Strategy and signature as a daily practice.

From concept to lived rhythm.

12 min readFree lesson

What strategy and signature do together.

Two concepts in the framework carry most of its practical weight: strategy and signature. Strategy is your type's correct way of moving through the world — the move your design is built to make. Signature is the felt state that confirms you made the move correctly.

Most introductory material explains them in isolation. Their compounding power lives in the pairing. Together they form a closed feedback loop — a daily diagnostic for whether you are running your own design or someone else's. Run your strategy. Notice whether the resulting felt state matches your signature. Adjust tomorrow.

That is the whole practice. The fact that it can be described in three sentences is part of why it works.

Strategy — the move your design is built to make.

Each type has one strategy. Not several. Not a menu. One.

  • Manifestorinform before action. The catalyst's correct move is to broadcast intent. Not to ask permission. Not to explain. Briefly, plainly, ahead of the move: here is what I am about to do.
  • Generatorwait to respond. The Generator's energy lights up when life presents something concrete to react to. Initiated effort, without something to respond to, drains the body in a particular way that becomes obvious once you have felt it.
  • Manifesting Generatorrespond, then inform. Both parents' moves, sequenced. Wait for the response from the gut. Then, before pivoting, inform the people who will be affected.
  • Projectorwait for the invitation. The Projector's gift lands when explicitly recognized and asked for. Without recognition, the same wisdom delivered the same way reads as criticism or unwanted advice.
  • Reflectorwait a lunar cycle. About twenty-eight days of receiving impressions before any material decision.

Strategy is not a personality preference.
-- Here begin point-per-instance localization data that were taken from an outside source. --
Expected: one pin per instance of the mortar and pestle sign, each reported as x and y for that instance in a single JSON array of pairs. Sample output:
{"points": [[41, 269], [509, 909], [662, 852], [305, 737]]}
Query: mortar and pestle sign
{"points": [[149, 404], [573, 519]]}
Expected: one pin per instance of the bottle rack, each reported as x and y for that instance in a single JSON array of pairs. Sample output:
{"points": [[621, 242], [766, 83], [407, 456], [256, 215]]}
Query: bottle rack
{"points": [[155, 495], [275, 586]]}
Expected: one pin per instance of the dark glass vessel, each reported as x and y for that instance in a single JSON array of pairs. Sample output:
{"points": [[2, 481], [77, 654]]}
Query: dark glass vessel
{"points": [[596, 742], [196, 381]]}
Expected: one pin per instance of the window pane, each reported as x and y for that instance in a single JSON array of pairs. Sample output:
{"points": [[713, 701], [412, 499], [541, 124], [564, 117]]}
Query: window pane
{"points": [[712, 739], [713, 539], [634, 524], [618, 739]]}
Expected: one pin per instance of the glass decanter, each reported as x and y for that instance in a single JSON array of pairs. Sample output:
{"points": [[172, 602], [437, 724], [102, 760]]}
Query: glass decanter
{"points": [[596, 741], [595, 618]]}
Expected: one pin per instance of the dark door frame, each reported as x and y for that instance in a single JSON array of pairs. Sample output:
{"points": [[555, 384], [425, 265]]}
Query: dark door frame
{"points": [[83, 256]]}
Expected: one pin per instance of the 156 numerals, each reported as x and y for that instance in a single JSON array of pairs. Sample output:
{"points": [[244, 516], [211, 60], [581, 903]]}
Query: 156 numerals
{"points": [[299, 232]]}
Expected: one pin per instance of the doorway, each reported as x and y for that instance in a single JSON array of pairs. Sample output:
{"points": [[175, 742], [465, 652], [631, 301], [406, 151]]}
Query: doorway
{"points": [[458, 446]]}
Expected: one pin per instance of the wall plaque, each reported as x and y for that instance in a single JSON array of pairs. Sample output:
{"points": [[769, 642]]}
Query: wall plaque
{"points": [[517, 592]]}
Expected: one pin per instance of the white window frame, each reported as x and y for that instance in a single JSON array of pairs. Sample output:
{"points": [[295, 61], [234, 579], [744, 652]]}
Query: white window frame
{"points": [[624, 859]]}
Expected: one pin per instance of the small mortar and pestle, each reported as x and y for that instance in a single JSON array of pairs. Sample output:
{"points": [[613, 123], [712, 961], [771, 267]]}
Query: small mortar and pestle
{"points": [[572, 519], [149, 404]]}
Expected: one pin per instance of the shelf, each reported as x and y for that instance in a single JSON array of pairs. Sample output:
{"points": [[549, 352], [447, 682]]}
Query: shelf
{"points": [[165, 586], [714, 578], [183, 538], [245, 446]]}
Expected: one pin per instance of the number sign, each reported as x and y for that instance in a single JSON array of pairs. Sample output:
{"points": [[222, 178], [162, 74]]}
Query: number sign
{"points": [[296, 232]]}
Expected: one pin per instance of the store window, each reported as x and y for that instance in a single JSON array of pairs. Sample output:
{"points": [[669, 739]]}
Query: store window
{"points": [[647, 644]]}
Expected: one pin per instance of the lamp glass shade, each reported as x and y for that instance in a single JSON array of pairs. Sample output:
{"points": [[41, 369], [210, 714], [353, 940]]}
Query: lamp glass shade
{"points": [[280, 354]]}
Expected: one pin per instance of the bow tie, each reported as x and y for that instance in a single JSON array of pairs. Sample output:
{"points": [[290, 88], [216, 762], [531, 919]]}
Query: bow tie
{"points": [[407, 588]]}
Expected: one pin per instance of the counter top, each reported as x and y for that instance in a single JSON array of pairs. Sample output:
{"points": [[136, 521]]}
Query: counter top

It is the move that gets you through the day with the least friction. Override it and you will feel it in the body within hours, not weeks. Most adult exhaustion is the cumulative cost of repeatedly making the wrong move for the design.

Signature — the felt confirmation.

When you run your strategy correctly, the body arrives at a specific felt state. Each type has its own.

  • Manifestorpeace. A settled quiet after the catalytic move has landed.
  • Generatorsatisfaction. Body-level fulfillment, distinct from the mind's pride.
  • Manifesting Generatorpeace and satisfaction. Both, depending on the situation.
  • Projectorsuccess. Recognition for the gift that has fit exactly. Not generic accomplishment; a particular feeling of having been seen for the right thing.
  • Reflectorsurprise. A continuous gentle astonishment at the world, the experience of being delighted by what arrives across the lunar cycle.

These are felt states, not achievements. They register in the body before the mind has a chance to comment. You do not feel satisfaction because you finished the project; you feel satisfaction because the project was a genuine response to something the body actually wanted to build, and you carried it through. The distinction matters. Many things you would call accomplishments do not produce satisfaction in this sense, and the discrepancy is information.

Shadow — the opposite tells you the override.

Each signature has a shadow — the felt state that arrives when strategy has been overridden.

  • Manifestor — anger. Almost always from having skipped the inform step, or from being asked to operate as a Generator.
  • Generator — frustration. From initiating instead of responding, or responding to something the body did not actually light up for.
  • Manifesting Generator — anger and frustration, in proportion to which side has been most overridden.
  • Projector — bitterness. From having given without recognition. Or from years of grinding as if the design were Generator.
  • Reflector — disappointment. From rushing the lunar cycle, or from being inside an environment that does not allow the natural variability to be a strength.

Shadow is not a personality flaw. It is diagnostic data. If you are spending your week in the shadow state, your strategy is being overridden somewhere — and you can usually trace back to the moment of override if you take five minutes to look. The body has been keeping a careful record. The mind, less so.

The daily practice.

The simplest possible version: at the end of the day, ask two questions.

  1. Did I run my strategy on the decisions that mattered today?
  2. What is the dominant felt state right now — signature or shadow?

Two minutes, every evening, for thirty days. By week two the pattern is obvious. Days you ran your strategy correctly are days you end in signature; days you overrode are days you end in shadow. You will not need anyone to tell you which is which. The body is telling you.

The practice does not require a journal, an app, or a teacher. It can be done in bed before sleep. It can be done in the car on the way home. The point is not the recording; the point is the noticing. Once the noticing is consistent, the strategy starts to run itself, because the body has remembered which moves felt good and which did not.

From strategy to authority.

Strategy gets you to the door. Authority closes what arrives there.

Strategy says wait for the invitation (Projector), wait to respond (Generator). Authority says how to process what arrives at the door once it is there — through the emotional wave, through the gut sound, through the splenic whisper, through the heart's commitment, through the conversation, through the lunar cycle.

The combined practice is small and disciplined. Run strategy. Run authority. Check the felt result against signature. Over enough cycles you stop running it consciously. The body has learned the pattern; what used to require attention runs in the background. The framework, used this way, is less a study and more a reordering of the underlying mechanic by which you live.